04 July 2013

Books. More Books. Some Pie. More Books.

Today, I stumbled upon two extremely wonderful articles from buzzfeed.com regarding, wait for it.... Books! Imagine that. I cannot help but get distracted by the impending vortex of related articles that occur from just one, tiny, little book article. I also baked a pie, today. Because... Well, because I could.

The first article, titled The 25 Most Challenging Books You'll Ever Read, comes complete with 25 daunting titles, reasons why they are challenging, and finishes with an excerpt from each novel. Below is a list of the 25 pains that I now feel compelled to read. Sadly I have read only one, in full: To the Lighthouse by Virginia Woolf.

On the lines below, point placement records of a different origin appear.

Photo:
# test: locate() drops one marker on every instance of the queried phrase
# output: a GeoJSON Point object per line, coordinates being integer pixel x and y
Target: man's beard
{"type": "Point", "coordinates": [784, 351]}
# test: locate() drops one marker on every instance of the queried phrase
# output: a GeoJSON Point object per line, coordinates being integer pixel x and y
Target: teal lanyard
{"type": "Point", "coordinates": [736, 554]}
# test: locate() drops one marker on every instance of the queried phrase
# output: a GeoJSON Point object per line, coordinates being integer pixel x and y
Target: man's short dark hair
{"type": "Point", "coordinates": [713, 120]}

There are others of which I have read excerpts for school (Jean Baudrillard & William Faulkner).

  1. Finnegans Wake by James Joyce (1939)
  2. The Sound and the Fury by William Faulkner (1929)
  3. The Canterbury Tales by Geoffrey Chaucer (14th century)
  4. One Hundred Years of Solitude by Gabriel Garcia Marquez (1967)
  5. Gravity's Rainbow by Thomas Pynchon (1973)
  6. The Female Man by Joanna Russ (1975)
  7. Being and Time by Martin Heidegger (1927)
  8. Our Lady of the Flowers by Jean Genet (1943)
  9. Infinite Jest by David Foster Wallace (1996)
  10. Moby-Dick by Herman Melville (1851)
  11. The Silmarillion by J.R.R. Tolkien (1977)
  12. Blood Meridian by Cormac McCarthy (1985)
  13. The Corrections by Jonathan Franzen (2001)
  14. The Magic Mountain by Thomas Mann (1924)
  15. Atlas Shrugged by Ayn Rand (1957)
  16. Ulysses by James Joyce (1922)
  17. Underworld by Don DeLillo
  18. Nightwood by Djuna Barnes (1936)
  19. Simulacra and Simulation by Jean Baudrillard (1981)
  20. The Castle by Franz Kafka (1926)
  21. Absalom, Absalom! by William Faulkner (1936)
  22. The Name of the Rose by Umberto Eco (1980)
  23. Cloud Atlas by David Mitchell (2004)
  24. To the Lighthouse by Virginia Woolf (1927)
  25. The Recognitions by William Gaddis
Now, the second article is the piece-de-resistance: 65 Books You Need to Read in Your Twenties. Holy mother of awesome, this list has so much to offer. Everything assumes intelligence. There are 37 novels, 13 memoires, 5 collections of poetry, 5 essay collections, and 5 "life how-to's" (it's not what is assumed when you see "how-to" and "life" next to each other). This list reminds me of how few books I have read, even though I have been an avid reader since a small age. It makes me long for a past when I had been inspired to read more novels such as these, and not the silly, traditional ones we are all forced to read in high school. I'm not saying they aren't good, obviously there are great ones included in those requirements, but students should be inspired to look beyond those. Find something out of the ordinary to give us tortured, suffering students.
I hope that these lists inspire you to keep reading and keep enjoying everything that comes with being a lover of literature.